Information Literacy: Correlation of Self-Efficacy and Proficiency

Sunday, 29 October 2017: 11:05 AM

Camille M. Wendekier, PhD
Nursing Department, Saint Francis University, Loretto, PA, USA

Information literacy (IL) is a vital component in evidenced-based practice due to its role in research utilization. Few published studies address IL related experiences in college students. Qualitative data indicated undergraduates associate IL with feelings of frustration, doubt, confusion, and anxiety with IL (Duncan & Holtslander, 2012). These negative perceptions can influence students’ IL self-efficacy. Information literacy self-efficacy may directly relate to undergraduate students’ abilities to appreciate and apply IL knowledge to their practice (Geçer, 2012). Poor self-efficacy may contribute to the loss of IL knowledge and skills after graduation (Bandura, 2012; Weiner, 2014). Weiner’s (2014) attribution theory of motivation and emotion suggests IL self-efficacy can motivate people to engage in IL related behavior. The literature review yielded no published study addressing IL self-efficacy and knowledge in nursing students.

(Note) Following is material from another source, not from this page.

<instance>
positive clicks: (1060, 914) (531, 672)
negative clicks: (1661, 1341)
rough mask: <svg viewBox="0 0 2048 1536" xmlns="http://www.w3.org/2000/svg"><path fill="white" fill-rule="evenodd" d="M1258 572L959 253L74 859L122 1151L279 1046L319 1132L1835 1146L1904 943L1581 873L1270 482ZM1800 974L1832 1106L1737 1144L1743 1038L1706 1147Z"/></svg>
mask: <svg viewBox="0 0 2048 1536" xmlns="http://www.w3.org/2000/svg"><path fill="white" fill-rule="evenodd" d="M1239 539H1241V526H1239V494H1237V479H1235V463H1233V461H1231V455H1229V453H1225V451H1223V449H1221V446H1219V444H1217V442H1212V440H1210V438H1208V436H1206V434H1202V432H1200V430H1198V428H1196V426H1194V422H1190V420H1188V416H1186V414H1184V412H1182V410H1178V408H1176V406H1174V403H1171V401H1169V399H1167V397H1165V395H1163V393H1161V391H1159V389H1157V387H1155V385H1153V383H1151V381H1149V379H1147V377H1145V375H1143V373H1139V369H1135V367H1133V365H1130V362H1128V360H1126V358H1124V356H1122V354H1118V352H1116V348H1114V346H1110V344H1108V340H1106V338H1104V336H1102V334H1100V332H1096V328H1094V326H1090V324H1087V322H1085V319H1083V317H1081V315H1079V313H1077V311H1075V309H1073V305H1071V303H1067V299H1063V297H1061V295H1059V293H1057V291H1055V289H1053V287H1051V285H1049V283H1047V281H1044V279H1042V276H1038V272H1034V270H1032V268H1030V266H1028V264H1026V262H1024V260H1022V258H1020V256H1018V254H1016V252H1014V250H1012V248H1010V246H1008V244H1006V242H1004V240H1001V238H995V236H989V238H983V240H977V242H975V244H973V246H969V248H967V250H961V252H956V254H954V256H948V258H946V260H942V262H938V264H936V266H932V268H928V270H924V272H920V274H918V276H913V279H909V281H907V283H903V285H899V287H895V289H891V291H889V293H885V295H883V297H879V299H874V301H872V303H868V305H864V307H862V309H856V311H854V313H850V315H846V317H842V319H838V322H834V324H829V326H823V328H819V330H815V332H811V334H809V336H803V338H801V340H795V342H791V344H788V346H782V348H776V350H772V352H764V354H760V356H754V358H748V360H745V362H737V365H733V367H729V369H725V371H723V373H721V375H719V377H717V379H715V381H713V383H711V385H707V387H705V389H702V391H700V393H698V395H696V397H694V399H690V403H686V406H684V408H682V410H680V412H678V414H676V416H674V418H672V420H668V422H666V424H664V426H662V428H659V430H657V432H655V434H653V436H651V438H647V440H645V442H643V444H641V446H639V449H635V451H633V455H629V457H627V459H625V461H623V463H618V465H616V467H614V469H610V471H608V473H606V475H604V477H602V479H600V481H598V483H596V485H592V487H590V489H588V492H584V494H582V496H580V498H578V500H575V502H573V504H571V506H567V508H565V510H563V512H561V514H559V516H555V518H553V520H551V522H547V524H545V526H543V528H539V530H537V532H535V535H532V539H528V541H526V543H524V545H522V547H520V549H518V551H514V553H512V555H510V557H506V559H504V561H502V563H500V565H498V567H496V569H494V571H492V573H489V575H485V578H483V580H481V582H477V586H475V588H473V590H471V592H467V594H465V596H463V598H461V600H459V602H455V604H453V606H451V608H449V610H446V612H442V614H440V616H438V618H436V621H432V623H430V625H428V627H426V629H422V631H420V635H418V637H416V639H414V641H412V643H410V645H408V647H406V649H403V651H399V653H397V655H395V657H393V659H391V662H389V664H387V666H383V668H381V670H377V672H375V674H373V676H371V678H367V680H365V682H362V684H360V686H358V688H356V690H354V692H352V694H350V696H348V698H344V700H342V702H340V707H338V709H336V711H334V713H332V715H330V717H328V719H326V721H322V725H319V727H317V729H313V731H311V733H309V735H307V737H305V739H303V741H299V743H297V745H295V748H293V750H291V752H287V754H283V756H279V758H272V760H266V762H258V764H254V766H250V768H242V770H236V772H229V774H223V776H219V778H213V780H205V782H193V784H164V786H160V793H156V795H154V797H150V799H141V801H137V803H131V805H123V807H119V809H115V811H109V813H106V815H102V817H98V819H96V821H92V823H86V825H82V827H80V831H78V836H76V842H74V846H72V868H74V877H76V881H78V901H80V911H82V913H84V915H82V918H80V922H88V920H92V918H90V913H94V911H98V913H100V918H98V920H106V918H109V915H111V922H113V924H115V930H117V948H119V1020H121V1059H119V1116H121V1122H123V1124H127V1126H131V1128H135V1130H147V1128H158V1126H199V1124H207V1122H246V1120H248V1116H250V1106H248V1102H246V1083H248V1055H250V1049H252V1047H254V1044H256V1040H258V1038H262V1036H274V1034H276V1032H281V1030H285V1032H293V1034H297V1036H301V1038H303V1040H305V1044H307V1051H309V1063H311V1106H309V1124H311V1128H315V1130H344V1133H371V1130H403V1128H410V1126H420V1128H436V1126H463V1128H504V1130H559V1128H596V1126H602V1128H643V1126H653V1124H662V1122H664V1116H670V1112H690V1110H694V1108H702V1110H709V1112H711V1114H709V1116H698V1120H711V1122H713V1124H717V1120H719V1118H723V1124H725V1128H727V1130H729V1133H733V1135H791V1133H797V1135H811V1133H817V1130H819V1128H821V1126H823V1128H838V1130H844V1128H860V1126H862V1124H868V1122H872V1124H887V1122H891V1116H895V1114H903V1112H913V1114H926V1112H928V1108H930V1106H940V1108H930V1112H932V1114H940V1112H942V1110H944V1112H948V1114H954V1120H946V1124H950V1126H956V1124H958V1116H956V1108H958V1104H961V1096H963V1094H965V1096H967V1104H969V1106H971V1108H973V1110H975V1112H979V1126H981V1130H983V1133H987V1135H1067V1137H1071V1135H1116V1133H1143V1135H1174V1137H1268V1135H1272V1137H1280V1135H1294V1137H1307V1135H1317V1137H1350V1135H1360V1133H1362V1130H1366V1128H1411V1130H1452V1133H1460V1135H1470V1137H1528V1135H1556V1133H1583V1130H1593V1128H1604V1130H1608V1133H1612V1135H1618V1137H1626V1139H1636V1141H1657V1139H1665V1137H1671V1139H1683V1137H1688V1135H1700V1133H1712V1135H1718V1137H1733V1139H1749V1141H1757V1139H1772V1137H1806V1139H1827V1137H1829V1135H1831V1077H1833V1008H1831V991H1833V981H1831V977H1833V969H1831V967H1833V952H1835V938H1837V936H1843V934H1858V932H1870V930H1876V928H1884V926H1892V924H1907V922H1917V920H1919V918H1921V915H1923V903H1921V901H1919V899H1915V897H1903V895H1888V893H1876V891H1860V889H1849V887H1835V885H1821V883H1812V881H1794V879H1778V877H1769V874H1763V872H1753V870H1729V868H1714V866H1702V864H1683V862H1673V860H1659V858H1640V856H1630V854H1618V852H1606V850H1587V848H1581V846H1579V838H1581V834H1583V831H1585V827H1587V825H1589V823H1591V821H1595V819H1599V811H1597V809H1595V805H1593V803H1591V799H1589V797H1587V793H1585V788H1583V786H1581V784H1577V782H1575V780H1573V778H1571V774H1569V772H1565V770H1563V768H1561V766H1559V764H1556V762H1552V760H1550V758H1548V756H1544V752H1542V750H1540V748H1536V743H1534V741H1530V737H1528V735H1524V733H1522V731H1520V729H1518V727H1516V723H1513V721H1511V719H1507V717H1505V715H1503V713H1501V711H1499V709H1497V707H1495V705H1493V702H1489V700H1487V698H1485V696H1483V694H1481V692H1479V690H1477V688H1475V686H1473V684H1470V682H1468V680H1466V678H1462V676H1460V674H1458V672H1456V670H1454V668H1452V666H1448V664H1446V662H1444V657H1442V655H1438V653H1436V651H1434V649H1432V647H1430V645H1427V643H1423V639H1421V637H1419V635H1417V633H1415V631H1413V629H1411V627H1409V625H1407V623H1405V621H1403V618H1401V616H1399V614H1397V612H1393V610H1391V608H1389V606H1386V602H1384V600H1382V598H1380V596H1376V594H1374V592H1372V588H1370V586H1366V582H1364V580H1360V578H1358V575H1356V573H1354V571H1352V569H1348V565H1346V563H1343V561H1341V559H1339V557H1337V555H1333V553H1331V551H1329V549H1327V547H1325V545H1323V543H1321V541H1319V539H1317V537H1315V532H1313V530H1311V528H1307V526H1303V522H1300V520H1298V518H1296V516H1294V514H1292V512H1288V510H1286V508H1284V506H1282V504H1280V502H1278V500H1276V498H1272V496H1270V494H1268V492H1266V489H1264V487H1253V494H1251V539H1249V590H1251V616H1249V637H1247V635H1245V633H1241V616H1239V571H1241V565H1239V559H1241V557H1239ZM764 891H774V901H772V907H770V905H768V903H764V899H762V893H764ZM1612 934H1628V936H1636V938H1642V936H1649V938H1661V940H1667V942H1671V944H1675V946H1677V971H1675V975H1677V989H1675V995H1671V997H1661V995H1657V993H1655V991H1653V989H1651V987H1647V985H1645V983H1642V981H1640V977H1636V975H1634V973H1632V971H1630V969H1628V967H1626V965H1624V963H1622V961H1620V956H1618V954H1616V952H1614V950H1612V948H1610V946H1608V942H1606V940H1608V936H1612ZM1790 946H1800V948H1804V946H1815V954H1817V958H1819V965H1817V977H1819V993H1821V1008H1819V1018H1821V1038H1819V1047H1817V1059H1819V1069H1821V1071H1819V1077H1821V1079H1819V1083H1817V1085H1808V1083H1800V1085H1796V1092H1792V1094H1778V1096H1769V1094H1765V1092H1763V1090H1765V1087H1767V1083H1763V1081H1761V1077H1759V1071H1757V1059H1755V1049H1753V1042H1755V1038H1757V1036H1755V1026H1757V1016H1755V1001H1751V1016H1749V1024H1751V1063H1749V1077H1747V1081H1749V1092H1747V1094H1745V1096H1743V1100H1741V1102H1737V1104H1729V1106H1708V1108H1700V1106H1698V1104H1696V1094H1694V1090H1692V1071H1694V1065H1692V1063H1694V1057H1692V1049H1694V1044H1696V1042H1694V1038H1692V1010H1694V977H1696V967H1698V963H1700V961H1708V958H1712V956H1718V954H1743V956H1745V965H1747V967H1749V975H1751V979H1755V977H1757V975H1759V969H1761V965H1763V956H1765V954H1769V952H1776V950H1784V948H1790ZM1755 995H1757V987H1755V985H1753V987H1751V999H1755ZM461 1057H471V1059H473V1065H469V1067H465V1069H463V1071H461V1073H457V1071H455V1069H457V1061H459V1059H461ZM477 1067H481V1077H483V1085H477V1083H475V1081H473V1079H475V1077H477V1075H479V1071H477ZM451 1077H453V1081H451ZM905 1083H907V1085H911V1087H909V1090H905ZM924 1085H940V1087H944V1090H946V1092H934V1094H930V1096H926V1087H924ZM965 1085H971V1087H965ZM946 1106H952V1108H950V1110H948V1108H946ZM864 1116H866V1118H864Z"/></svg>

This study investigated if a relationship was present between IL self-efficacy and knowledge in pre-licensure baccalaureate nursing students. The study also assessed the ability of IL self-efficacy to act as a predictor for IL proficiency. The researcher collected data from traditional, senior, baccalaureate nursing students using the 28-item and 17-item Information Literacy Efficacy Scales (ILSES) and the Richard Stockton College of New Jersey Information Literacy Test. The methodology included the use of Pearson product-moment correlation to determine if a correlation existed between IL self-efficacy. Two multiple regression models were used to determine if IL self-efficacy could act as a predictor to IL knowledge.

Data analysis found a moderate relationship between self-efficacy and knowledge for both the ILSES 28-item scale (r = .334, p = .003) and the 17-item scale (r = .321, p = .003). The ILSES 28-item scale explained 10.4% of the variance in knowledge (F (3,75) = 3.160, p=0.29) while the ILSES 17-item scale accounted for 8.3% of the variance in knowledge (F (3,77) = 3.553, p=.018). The ability of the ILSES to predict knowledge indicates that nurse educators should include affective domain learning activities to promote positive IL self-efficacy levels. The results also indicated that the ILSES and The Richard Stockton College of New Jersey Information Literacy Test could serve as valid tools for collecting student data to improve individual and aggregate student outcomes.

Poor response rate and incomplete datasets were the largest study limitations. Program administrators of six traditional baccalaureate programs distributed the surveys to senior nursing students. Although there was no way to calculate the exact response rate, the total of first-time NCLEX test takers for all six programs was 854 in the 11 months succeeding data collection (Pennsylvania State Board of Nursing, 2016). The poor response rate and low completion rate caused the researcher to question the ability to generalize the study results. The data analysis may only reflect students who have high self-efficacy levels that would foster a positive internal locus of causality.

The completion rate of the survey was 64%. Although all 137 participants provided consent to take the survey, the majority of the participants who did not complete it exited the survey after reading the first question. These students may have experienced some of the issues discussed regarding the poor response rate such as lack of perceived benefits and negative perceptions regarding IL. The poor completion rate substantiates the concerns regarding the ability of the study results to reflect baseline IL self-efficacy and knowledge levels of nursing students. These concerns validate the need to conduct more research on knowledge, perceptions, and the use of IL in nursing students and new graduates. Future research on IL can equip faculty with knowledge and tools for improving undergraduate IL capabilities and tailoring this education to conceptions and priorities specific to nursing practice (Bury, 2016; Cowan & Eva, 2016).